To find likely residues involved in the active site, residues within a 4 Angstrom radius of the zinc atom were selected using Swiss-PdbViewer program because the zinc atom has already been identified as a major part of the active site. [15] The zinc atom is coordinated to the nitrogen atoms of His251, His255 and His321. The gp63 zinc active site appears to be tetra coordinated, with Glu252 (Figure 1e).

C-terminal domain

The elongated C-terminal domain (residues Lys379-Asn565) of gp63 consists of mainly antiparallel β strand and random coil structure with only minor helical contributions. The domain contains six disulfide bonds (Cys380-Cys443, Cys393-Cys412, Cys402-Cys477, Cys454-Cys498, Cys503-Cys553 and Cys523-Cys546) (Figure 1f). The N-terminal part of the domain also contains three two-stranded antiparallel sheets. These sheets are connected via two short helices to an antiparallel six-stranded β sheet folded into a sandwich structure and this is in turn attached via two short helices to the GPI anchor. [15]

Conclusion

Although there is no evidence for similar antigenic variation in Leishmania, gp63 sequences derived from different species do differ. Leishmania sequences are at least 60¢ identical and the mature proteins share all 18 cysteines, the active site zinc ligand and methionine turn residues with the less conserved gp63 homologues from Crithidia and Trypanosoma brucei.

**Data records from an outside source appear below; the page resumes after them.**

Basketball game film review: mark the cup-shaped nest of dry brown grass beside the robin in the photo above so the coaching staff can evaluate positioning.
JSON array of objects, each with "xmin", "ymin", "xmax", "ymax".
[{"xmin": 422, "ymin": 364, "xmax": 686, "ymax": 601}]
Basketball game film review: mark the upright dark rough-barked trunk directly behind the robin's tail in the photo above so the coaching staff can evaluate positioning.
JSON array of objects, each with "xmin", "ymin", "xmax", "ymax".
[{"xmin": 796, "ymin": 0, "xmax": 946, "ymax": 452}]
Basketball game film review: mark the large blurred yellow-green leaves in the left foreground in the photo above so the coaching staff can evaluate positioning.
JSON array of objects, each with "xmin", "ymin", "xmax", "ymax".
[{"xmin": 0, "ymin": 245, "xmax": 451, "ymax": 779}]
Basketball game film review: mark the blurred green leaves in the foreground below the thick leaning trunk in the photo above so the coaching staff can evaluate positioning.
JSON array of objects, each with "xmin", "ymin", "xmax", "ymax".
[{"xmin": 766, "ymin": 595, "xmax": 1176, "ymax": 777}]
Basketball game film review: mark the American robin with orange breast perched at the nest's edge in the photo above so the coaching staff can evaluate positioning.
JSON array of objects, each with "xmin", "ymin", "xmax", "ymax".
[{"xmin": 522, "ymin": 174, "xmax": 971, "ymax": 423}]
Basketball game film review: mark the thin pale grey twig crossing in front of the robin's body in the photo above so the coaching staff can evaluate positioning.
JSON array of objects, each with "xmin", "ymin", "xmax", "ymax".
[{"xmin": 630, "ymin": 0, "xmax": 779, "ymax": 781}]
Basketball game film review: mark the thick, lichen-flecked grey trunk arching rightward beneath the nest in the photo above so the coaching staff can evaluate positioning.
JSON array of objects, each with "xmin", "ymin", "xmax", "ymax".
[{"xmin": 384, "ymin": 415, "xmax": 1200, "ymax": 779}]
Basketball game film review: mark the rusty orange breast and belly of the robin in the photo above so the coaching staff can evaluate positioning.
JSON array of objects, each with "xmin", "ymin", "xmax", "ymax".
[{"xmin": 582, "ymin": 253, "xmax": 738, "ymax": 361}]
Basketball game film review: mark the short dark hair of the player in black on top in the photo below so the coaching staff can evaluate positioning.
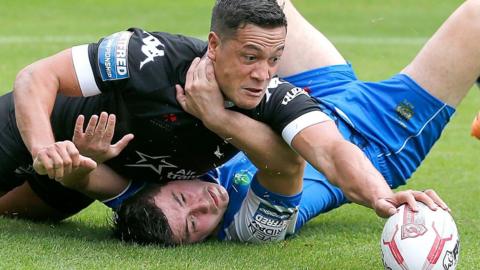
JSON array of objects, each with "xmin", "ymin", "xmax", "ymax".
[{"xmin": 210, "ymin": 0, "xmax": 287, "ymax": 39}]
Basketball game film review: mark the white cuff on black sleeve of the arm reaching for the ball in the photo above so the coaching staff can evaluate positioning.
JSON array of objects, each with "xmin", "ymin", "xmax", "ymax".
[{"xmin": 282, "ymin": 111, "xmax": 333, "ymax": 146}]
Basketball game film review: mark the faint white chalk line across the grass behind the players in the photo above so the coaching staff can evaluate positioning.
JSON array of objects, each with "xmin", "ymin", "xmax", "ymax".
[{"xmin": 0, "ymin": 35, "xmax": 427, "ymax": 45}]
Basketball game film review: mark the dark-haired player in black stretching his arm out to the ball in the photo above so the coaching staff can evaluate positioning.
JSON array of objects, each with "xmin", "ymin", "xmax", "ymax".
[{"xmin": 0, "ymin": 0, "xmax": 415, "ymax": 219}]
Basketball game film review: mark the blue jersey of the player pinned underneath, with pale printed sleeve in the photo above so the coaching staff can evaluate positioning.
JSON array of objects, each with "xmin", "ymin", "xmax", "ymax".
[{"xmin": 204, "ymin": 153, "xmax": 346, "ymax": 243}]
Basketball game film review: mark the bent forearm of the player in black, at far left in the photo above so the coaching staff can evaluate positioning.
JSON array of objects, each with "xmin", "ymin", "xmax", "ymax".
[{"xmin": 13, "ymin": 66, "xmax": 58, "ymax": 156}]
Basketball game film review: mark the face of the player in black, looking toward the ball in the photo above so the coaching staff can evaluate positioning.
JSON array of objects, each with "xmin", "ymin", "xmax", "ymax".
[{"xmin": 208, "ymin": 24, "xmax": 286, "ymax": 109}]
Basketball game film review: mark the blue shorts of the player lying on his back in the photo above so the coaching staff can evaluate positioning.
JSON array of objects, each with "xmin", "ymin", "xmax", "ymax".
[{"xmin": 285, "ymin": 65, "xmax": 455, "ymax": 188}]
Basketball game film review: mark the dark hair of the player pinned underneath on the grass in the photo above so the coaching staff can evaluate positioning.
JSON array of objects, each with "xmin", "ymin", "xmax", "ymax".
[{"xmin": 113, "ymin": 185, "xmax": 178, "ymax": 246}]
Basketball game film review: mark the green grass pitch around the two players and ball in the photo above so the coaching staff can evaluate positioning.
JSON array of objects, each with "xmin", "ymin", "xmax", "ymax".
[{"xmin": 0, "ymin": 0, "xmax": 480, "ymax": 269}]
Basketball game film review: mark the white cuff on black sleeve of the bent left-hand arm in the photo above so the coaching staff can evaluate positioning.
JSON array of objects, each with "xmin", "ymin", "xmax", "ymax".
[{"xmin": 72, "ymin": 44, "xmax": 101, "ymax": 97}]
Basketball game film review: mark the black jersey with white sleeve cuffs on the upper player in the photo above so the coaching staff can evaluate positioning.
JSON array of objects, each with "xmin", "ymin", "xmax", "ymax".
[{"xmin": 65, "ymin": 28, "xmax": 323, "ymax": 181}]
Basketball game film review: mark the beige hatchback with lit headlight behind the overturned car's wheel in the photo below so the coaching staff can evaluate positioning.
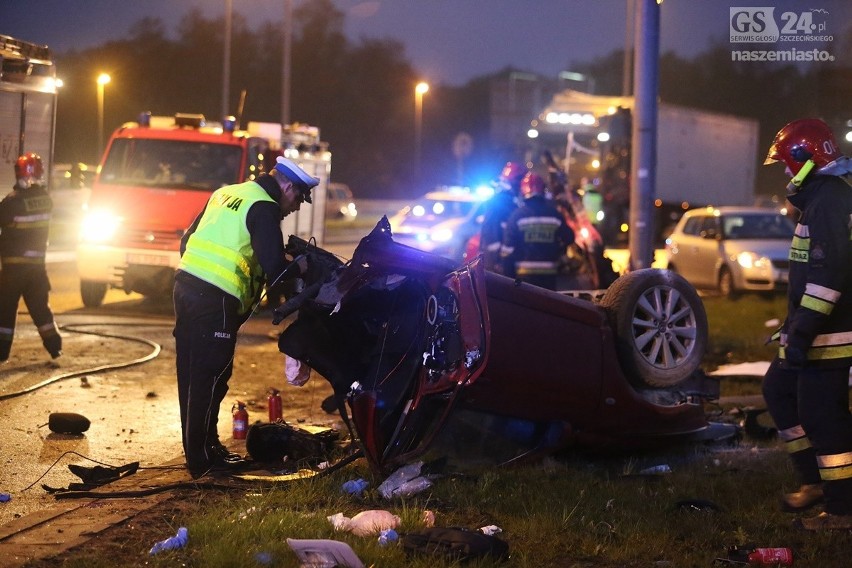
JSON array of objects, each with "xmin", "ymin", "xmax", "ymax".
[{"xmin": 666, "ymin": 207, "xmax": 796, "ymax": 297}]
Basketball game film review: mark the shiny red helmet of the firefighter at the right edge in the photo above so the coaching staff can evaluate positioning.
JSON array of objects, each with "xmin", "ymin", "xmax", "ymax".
[{"xmin": 763, "ymin": 118, "xmax": 840, "ymax": 175}]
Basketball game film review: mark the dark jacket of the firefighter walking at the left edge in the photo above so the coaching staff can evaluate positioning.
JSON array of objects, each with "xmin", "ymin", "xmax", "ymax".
[{"xmin": 0, "ymin": 185, "xmax": 53, "ymax": 265}]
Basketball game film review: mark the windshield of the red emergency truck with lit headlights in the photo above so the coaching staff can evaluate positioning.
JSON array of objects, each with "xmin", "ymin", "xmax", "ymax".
[{"xmin": 100, "ymin": 138, "xmax": 242, "ymax": 191}]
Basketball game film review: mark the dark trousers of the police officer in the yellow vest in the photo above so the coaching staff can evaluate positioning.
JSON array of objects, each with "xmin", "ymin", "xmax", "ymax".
[{"xmin": 174, "ymin": 272, "xmax": 247, "ymax": 473}]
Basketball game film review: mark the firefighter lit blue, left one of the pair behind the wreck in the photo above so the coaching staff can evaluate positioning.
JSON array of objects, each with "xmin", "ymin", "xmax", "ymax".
[{"xmin": 479, "ymin": 162, "xmax": 527, "ymax": 272}]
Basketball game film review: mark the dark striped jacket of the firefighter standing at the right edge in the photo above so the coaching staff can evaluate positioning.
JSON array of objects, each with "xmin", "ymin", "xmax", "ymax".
[{"xmin": 779, "ymin": 159, "xmax": 852, "ymax": 367}]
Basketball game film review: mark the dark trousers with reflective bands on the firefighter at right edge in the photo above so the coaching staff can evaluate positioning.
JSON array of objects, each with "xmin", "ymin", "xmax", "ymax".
[{"xmin": 763, "ymin": 358, "xmax": 852, "ymax": 515}]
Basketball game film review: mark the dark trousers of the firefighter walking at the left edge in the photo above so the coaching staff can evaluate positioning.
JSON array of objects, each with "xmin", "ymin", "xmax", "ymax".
[{"xmin": 0, "ymin": 262, "xmax": 62, "ymax": 361}]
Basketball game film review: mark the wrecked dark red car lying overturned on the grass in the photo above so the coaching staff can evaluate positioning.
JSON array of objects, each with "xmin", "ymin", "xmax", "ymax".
[{"xmin": 274, "ymin": 218, "xmax": 735, "ymax": 472}]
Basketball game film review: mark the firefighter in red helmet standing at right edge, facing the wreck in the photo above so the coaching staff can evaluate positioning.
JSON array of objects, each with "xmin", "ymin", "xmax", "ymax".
[{"xmin": 763, "ymin": 119, "xmax": 852, "ymax": 530}]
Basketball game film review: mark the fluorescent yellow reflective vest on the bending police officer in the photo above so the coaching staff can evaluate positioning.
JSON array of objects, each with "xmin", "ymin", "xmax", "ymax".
[{"xmin": 178, "ymin": 181, "xmax": 280, "ymax": 313}]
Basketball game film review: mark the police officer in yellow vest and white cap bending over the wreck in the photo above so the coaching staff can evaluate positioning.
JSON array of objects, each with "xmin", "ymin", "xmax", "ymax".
[{"xmin": 174, "ymin": 157, "xmax": 319, "ymax": 478}]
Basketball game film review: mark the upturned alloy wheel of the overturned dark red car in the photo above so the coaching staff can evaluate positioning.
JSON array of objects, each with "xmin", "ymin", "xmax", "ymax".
[{"xmin": 600, "ymin": 268, "xmax": 708, "ymax": 387}]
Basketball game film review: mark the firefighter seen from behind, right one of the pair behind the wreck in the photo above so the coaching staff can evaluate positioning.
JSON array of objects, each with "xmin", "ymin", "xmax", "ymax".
[{"xmin": 500, "ymin": 172, "xmax": 574, "ymax": 290}]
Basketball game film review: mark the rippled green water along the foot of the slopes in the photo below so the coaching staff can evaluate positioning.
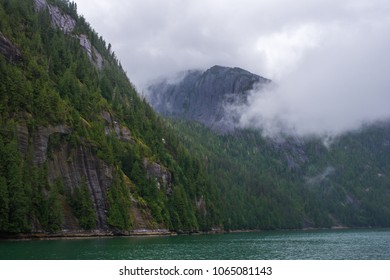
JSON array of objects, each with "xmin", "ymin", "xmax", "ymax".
[{"xmin": 0, "ymin": 229, "xmax": 390, "ymax": 260}]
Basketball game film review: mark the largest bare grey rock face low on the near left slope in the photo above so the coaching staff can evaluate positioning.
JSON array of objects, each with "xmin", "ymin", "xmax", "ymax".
[{"xmin": 17, "ymin": 123, "xmax": 109, "ymax": 231}]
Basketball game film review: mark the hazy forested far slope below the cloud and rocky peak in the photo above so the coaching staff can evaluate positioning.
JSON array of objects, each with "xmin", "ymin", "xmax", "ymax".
[{"xmin": 171, "ymin": 121, "xmax": 390, "ymax": 229}]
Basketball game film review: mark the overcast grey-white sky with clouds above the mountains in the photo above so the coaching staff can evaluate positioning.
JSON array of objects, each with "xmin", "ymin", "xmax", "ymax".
[{"xmin": 75, "ymin": 0, "xmax": 390, "ymax": 134}]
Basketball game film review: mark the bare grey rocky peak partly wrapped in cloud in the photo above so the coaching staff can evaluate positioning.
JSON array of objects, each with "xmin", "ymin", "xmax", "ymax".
[{"xmin": 147, "ymin": 66, "xmax": 270, "ymax": 132}]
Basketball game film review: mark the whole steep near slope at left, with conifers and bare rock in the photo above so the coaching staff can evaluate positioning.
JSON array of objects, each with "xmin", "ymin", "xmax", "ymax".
[{"xmin": 0, "ymin": 0, "xmax": 213, "ymax": 236}]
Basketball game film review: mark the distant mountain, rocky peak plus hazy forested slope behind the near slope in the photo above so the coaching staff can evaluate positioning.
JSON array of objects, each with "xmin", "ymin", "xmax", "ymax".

The Leishmania donovani carbohydrate-linked residue (Asn287) and the GPI anchor attachment site at Asn565 are not conserved in Leishmania species. As expected, surface residues are less conserved than interior residues, and a surface representation of variability suggests sequence variability is correlated with structural flexibility. In summary, this work provides evidence that the homology modeling approach based on a reliable template could result in accurate and precise structural models that bear significant quality for finding crucial residues which affect protein structure, interaction and function.